Le chèche est le must de toute randonnée dans le désert. Cette bande de coton longue de 3 ou 5 mètres (plus généralement de 3), qui est vendue dans des couleurs variées mais qui semble avoir surtout la cote auprès des semi nomades en blanc, beige, vert kaki et, parfois aussi, bleu touareg, est utile à plus d’un égard. En plus de protéger contre le sable, le soleil, le froid, les mouches et le vent, le chèche permet de cacher astucieusement les cheveux devenus grassouillets au fil des jours (de là également l’avantage de porter les cheveux très courts comme nos hôtes) et, lors des grandes chaleurs, il n’est pas sans vertus rafraîchissantes.

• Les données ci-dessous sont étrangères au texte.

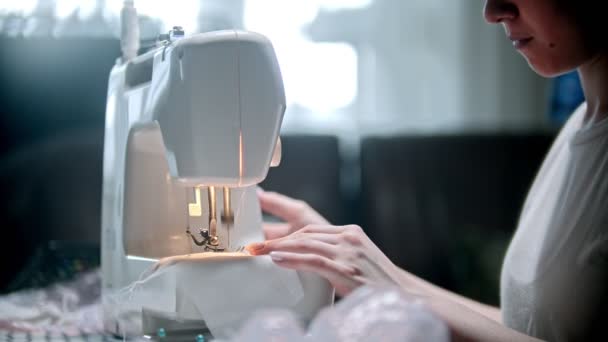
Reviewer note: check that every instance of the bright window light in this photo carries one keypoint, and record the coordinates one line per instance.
(172, 13)
(321, 77)
(24, 7)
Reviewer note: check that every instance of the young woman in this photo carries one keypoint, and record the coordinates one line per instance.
(554, 283)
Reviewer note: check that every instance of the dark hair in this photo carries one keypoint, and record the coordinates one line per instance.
(588, 15)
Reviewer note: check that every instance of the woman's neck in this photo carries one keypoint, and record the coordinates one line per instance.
(594, 79)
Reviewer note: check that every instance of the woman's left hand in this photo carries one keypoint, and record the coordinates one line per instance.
(344, 255)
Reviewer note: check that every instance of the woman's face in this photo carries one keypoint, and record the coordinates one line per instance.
(543, 31)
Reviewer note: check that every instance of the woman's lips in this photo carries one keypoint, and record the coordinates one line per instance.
(520, 42)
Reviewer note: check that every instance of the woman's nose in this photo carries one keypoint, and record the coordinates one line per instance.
(496, 11)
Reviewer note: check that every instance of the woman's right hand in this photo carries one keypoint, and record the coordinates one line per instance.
(297, 214)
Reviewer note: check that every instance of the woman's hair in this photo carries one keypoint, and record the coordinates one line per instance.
(588, 15)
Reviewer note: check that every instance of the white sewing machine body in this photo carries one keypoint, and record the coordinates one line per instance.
(201, 113)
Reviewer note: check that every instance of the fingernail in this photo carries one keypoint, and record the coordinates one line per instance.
(276, 256)
(256, 246)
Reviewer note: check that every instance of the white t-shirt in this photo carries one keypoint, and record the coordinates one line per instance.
(554, 282)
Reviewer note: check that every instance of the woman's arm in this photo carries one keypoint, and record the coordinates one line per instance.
(346, 257)
(425, 288)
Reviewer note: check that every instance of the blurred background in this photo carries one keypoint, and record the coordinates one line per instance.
(414, 119)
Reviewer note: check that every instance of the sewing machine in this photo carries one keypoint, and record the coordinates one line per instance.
(191, 129)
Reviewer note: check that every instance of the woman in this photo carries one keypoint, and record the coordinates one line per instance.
(554, 281)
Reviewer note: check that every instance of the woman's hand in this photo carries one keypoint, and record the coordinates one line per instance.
(344, 255)
(297, 214)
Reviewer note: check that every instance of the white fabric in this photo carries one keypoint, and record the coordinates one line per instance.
(554, 282)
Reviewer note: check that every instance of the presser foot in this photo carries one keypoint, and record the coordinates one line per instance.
(209, 243)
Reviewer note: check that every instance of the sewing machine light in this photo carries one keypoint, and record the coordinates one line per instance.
(196, 209)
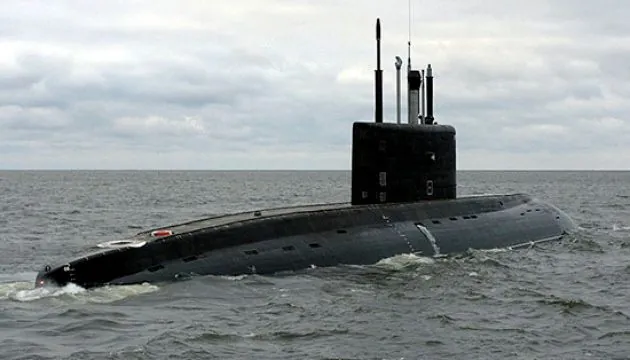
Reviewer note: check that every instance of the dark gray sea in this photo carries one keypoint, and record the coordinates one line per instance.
(563, 300)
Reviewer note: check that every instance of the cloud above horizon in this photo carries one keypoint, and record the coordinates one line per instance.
(276, 84)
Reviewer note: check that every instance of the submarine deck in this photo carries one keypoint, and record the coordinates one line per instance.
(225, 219)
(475, 202)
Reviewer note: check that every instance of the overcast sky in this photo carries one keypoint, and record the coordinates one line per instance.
(277, 84)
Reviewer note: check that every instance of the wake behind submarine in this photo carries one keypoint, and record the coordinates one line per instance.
(403, 200)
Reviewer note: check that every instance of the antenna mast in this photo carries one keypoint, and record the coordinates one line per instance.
(378, 77)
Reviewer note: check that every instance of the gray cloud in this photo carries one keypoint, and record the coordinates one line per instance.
(278, 83)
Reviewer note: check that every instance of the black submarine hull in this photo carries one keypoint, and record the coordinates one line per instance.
(294, 238)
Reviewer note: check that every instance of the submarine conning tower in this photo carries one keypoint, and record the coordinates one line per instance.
(399, 163)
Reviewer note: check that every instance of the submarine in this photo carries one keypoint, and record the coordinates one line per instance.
(403, 200)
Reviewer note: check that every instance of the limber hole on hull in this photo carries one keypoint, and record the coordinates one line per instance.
(156, 268)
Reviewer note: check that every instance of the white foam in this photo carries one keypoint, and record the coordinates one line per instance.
(23, 291)
(402, 261)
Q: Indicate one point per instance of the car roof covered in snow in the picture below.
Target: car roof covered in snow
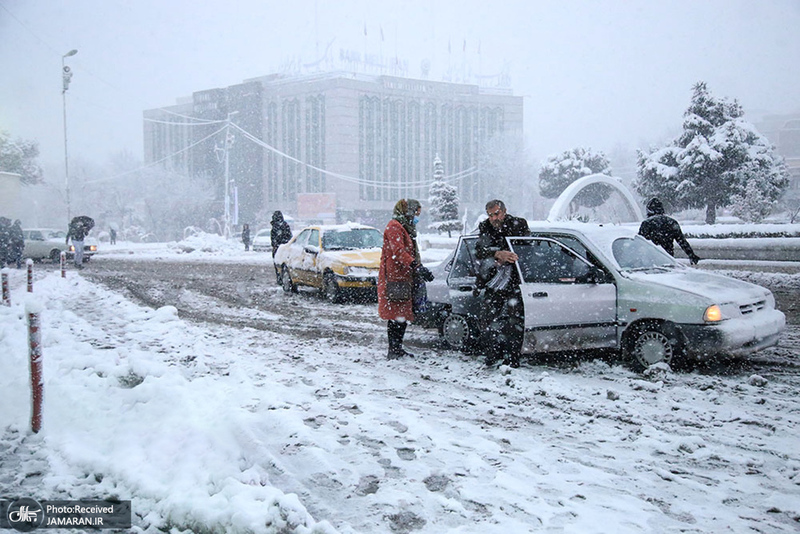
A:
(339, 227)
(601, 235)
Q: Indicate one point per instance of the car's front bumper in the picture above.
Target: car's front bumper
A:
(735, 337)
(356, 282)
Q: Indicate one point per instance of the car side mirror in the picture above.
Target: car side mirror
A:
(594, 275)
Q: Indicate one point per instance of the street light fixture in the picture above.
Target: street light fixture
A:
(66, 76)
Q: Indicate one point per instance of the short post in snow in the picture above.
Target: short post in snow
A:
(6, 293)
(29, 263)
(35, 351)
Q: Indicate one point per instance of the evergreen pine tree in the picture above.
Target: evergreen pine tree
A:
(443, 200)
(713, 160)
(19, 156)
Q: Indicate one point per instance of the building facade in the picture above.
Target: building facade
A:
(360, 142)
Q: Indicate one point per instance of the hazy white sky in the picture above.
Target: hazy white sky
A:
(596, 73)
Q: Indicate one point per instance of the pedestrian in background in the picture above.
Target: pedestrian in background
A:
(280, 233)
(664, 231)
(16, 245)
(400, 263)
(79, 228)
(246, 236)
(503, 313)
(5, 241)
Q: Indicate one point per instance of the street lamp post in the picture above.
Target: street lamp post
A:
(66, 76)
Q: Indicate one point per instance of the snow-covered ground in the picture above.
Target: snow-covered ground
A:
(216, 428)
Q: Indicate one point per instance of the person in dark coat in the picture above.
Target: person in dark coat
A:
(79, 228)
(246, 236)
(400, 262)
(280, 233)
(664, 231)
(16, 244)
(5, 241)
(503, 313)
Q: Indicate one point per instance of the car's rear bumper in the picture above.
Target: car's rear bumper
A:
(735, 337)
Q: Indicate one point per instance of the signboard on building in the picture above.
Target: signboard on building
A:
(317, 207)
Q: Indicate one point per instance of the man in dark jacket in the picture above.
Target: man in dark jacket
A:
(503, 321)
(5, 241)
(664, 231)
(16, 244)
(79, 228)
(280, 233)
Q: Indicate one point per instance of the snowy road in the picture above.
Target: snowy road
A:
(432, 444)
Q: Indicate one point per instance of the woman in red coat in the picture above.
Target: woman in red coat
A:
(399, 259)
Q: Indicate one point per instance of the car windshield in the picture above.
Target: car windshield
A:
(638, 254)
(352, 239)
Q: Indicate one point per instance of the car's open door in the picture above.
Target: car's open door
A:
(569, 303)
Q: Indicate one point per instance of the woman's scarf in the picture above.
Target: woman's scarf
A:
(404, 213)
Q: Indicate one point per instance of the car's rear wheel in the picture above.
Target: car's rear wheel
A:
(458, 331)
(330, 288)
(647, 344)
(286, 281)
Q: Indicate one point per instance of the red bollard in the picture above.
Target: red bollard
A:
(37, 378)
(29, 263)
(6, 292)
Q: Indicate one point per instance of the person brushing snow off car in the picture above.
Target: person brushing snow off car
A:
(664, 231)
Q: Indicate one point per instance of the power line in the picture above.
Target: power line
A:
(110, 178)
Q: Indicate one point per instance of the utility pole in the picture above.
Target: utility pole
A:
(228, 144)
(66, 76)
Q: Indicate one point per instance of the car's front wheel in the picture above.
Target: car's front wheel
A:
(647, 344)
(286, 281)
(458, 331)
(330, 288)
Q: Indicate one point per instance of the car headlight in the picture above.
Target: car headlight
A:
(713, 314)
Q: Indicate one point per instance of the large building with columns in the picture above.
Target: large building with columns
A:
(338, 145)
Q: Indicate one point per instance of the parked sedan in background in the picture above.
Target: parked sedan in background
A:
(589, 287)
(336, 259)
(48, 243)
(262, 242)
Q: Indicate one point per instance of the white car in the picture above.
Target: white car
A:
(589, 286)
(336, 259)
(48, 243)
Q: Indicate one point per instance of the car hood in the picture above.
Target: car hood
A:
(370, 258)
(718, 289)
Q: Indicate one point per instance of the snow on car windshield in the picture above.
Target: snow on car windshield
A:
(352, 239)
(636, 253)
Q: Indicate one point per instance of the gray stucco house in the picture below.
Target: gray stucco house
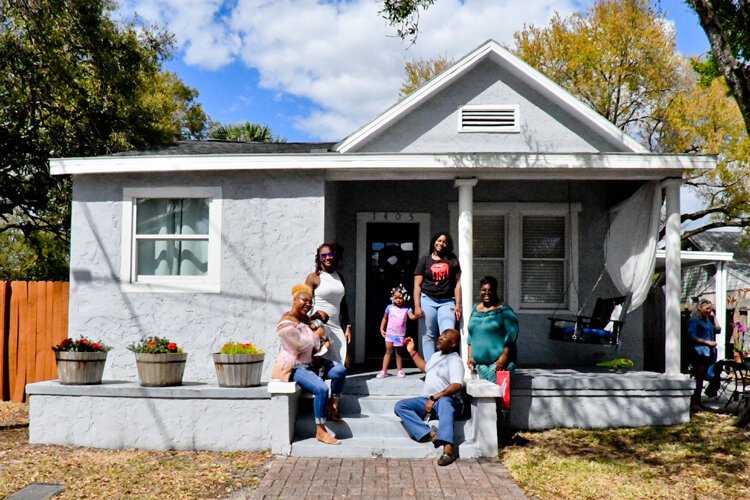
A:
(490, 149)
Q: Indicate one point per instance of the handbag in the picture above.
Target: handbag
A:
(503, 381)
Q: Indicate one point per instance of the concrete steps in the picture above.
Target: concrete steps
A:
(370, 428)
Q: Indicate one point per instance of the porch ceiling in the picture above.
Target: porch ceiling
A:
(359, 166)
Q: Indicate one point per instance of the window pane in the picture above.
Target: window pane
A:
(172, 258)
(544, 237)
(487, 267)
(172, 216)
(489, 236)
(543, 282)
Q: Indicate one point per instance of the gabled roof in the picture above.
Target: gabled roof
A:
(525, 73)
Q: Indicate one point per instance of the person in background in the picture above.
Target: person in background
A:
(437, 290)
(702, 329)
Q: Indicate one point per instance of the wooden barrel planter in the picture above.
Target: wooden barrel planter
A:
(238, 370)
(160, 370)
(80, 368)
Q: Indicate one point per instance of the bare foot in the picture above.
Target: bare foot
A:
(322, 436)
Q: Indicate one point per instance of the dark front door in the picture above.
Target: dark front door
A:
(392, 253)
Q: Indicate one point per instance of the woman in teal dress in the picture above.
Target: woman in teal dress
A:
(493, 329)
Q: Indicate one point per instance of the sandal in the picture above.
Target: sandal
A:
(446, 459)
(332, 414)
(327, 439)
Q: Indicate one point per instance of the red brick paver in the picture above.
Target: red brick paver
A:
(295, 477)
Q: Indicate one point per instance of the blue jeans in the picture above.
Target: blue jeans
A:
(412, 414)
(439, 315)
(311, 382)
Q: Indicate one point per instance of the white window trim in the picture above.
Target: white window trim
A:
(513, 230)
(171, 284)
(515, 108)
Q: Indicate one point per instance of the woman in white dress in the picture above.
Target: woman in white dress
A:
(330, 297)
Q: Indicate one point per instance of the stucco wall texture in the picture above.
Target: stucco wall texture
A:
(271, 225)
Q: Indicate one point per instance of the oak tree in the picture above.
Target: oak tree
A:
(73, 82)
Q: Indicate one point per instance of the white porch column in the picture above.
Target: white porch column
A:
(673, 269)
(466, 255)
(721, 306)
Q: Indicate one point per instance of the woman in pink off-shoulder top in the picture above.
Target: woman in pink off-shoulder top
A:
(295, 361)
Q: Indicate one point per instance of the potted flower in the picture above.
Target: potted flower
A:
(238, 365)
(160, 362)
(80, 362)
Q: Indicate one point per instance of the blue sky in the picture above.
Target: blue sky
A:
(317, 70)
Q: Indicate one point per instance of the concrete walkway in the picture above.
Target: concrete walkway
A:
(296, 477)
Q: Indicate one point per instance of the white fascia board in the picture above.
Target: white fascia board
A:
(501, 56)
(693, 256)
(415, 162)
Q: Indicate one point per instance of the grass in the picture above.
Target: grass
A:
(94, 473)
(705, 458)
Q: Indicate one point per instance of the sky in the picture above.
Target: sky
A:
(319, 70)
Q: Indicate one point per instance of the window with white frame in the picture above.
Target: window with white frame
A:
(544, 261)
(531, 249)
(171, 239)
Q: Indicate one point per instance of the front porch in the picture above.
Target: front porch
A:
(200, 416)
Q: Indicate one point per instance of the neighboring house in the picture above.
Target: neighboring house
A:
(202, 241)
(700, 281)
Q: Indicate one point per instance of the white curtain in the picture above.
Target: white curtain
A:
(631, 242)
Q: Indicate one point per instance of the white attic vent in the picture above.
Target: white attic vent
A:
(489, 118)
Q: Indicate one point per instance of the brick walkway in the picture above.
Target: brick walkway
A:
(293, 477)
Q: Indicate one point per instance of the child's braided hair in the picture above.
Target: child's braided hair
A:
(402, 290)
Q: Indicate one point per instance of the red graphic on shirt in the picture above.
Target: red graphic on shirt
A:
(440, 271)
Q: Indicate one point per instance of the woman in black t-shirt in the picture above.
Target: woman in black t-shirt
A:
(437, 291)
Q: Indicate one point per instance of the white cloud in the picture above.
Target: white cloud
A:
(340, 55)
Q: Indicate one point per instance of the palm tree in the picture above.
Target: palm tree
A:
(243, 132)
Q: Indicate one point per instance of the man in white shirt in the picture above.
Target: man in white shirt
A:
(440, 395)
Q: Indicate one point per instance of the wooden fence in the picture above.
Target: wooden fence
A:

La technique classique d’enroulement du chèche permet à ce dernier de recouvrir non seulement la tête, mais aussi la nuque, les tempes et même le cou. Si les néophytes que nous sommes avons veillé chaque matin avec un soin orthodoxe à enrouler notre chèche dans les règles de l’art (et à nous assurer de notre bonne mise tout au long de la journée en nous demandant : « mon chèche es-tu correct? » laquelle question ne pouvait aller dans mon cas sans un « j’ai-tu trop l’air d’un Conehead? », queue de cheval aidant), nous avons tôt eu fait de constater que nos hôtes, pour qui l’art du chèche n’avait plus aucun secret, faisaient montre d’une rapidité, d’une dextérité et d’une polyvalence de port incroyables. Le chèche peut en effet se porter non seulement à la saharienne, mais aussi à la bédouine, c’est-à-dire de la même manière que le kefieh, dont Yasser Arafat fut le plus célèbre ambassadeur, à l’égyptienne, soit en turban de style Aladin, ainsi qu’avec une variété de plis, de tourbillons et de retourbillons qui contribuent à donner à chacun son style personnel.